Simens: São duas indústrias diferentes, mas interligadas. Os empregos estão na televisão. Vocês aprenderam a fazer novelas. Fazem muito bem, são os reis das novelas. E aprenderam a vendê-las para a Coreia, o Japão, as Filipinas, que as traduzem para seu próprio idioma. Isso é um negócio, uma indústria estabelecida. Fazer televisão é mais difícil do que cinema, porque você tem o tempo exato, os comerciais. Qualquer um que consegue fazer uma sitcom de meia hora ou um drama de uma hora para a televisão consegue fazer um filme, porque trabalha pensando na eficiência. Sua indústria televisiva é ótima, mas também vai desaparecer. Porque com coisas como Tivo e DVR, que permitem gravar os programas, ninguém vai assistir aos comerciais e o dinheiro dos anúncios vai desaparecer. Os anúncios estão saindo da TV e indo para os filmes, inseridos como merchandising. Aqui a televisão sabe conseguir financiamento com anúncio, mas o cinema não. Nos EUA, os filmes se pagam em parte com anúncios. Você viu o novo "Super-Homem"? Aparece Mc Donald's, Sears...

iG: Mas não há o risco de ficar com cara de comercial?
Simens: Sempre que alguém me pergunta qual é meu filme preferido, respondo que é qualquer um que dê lucro. Acho uma resposta boa e correta. Mas geralmente as pessoas insistem e digo que, nos últimos dez anos, meu filme favorito é "Sex and The City 2". Achei incrível e não era nada além de um comercial.

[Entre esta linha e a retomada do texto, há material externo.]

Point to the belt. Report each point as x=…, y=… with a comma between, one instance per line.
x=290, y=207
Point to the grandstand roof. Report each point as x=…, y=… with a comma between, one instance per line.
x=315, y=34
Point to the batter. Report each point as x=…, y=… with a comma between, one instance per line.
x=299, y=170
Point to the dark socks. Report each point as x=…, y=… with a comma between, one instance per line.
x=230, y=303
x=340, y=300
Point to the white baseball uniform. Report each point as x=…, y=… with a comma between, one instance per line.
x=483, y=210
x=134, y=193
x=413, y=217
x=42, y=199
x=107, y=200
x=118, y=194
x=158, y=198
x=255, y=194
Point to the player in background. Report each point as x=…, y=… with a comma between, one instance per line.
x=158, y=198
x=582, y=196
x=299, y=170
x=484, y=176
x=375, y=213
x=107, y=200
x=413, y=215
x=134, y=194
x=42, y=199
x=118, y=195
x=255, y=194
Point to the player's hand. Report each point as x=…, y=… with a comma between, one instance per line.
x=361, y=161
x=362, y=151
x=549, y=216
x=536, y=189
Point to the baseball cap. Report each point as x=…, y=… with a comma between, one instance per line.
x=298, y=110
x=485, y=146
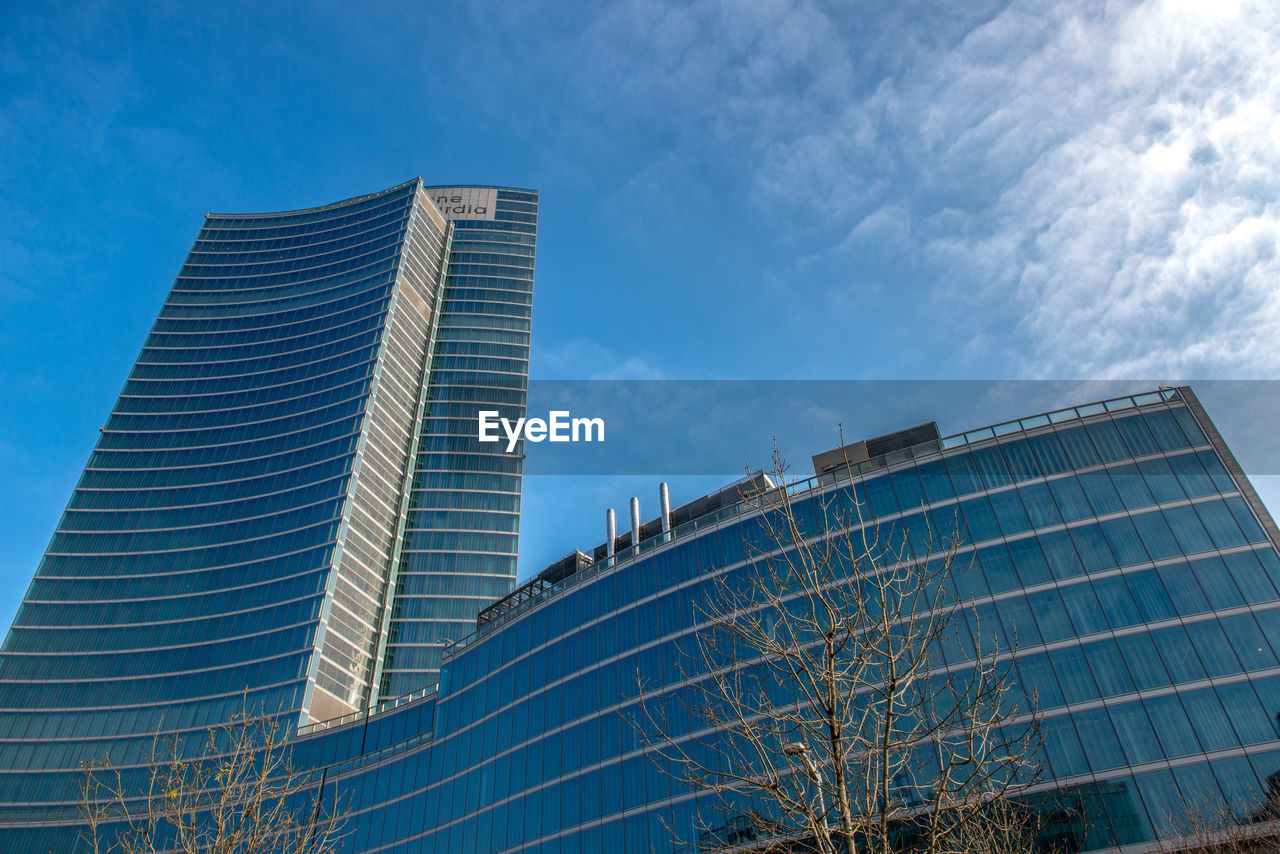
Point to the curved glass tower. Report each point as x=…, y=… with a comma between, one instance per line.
x=236, y=535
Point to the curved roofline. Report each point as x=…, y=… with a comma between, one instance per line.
x=330, y=205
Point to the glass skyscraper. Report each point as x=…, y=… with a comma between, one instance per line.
x=289, y=498
x=283, y=508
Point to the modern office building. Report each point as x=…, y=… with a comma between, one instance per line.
x=1119, y=539
x=287, y=506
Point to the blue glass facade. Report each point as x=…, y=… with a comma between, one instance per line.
x=460, y=543
x=236, y=535
x=1114, y=538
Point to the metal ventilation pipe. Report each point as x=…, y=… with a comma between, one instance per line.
x=635, y=521
x=611, y=531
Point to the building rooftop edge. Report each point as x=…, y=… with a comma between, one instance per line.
x=318, y=208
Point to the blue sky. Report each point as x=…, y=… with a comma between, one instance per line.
x=766, y=190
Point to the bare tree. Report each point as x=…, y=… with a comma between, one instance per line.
x=844, y=700
x=241, y=794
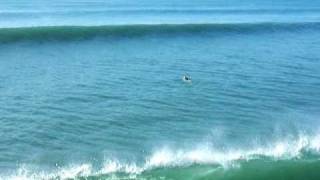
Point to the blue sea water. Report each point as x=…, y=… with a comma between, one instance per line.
x=94, y=90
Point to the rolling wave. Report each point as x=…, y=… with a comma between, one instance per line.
x=283, y=159
x=67, y=33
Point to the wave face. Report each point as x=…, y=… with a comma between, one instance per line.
x=67, y=33
x=295, y=159
x=93, y=90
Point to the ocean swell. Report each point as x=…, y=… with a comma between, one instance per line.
x=291, y=154
x=67, y=33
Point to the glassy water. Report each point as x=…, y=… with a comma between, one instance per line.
x=94, y=90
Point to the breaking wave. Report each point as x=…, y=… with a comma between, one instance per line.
x=302, y=152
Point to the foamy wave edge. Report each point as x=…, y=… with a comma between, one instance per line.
x=166, y=157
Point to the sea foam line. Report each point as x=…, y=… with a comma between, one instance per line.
x=166, y=158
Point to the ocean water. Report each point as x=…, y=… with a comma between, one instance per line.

Tinha 96 logos naquele filme, cada um pagando entre US$ 300 mil (R$ 652,7 mil) e US$ 2,3 milhões (R$ 5 milhões) aos produtores e distribuidores. Eles pagaram o filme antes mesmo de fazê-lo. Acho isso genial. Adoro o negócio do cinema, acho mais fascinante do que fazer cinema. A arte, para mim, é o negócio.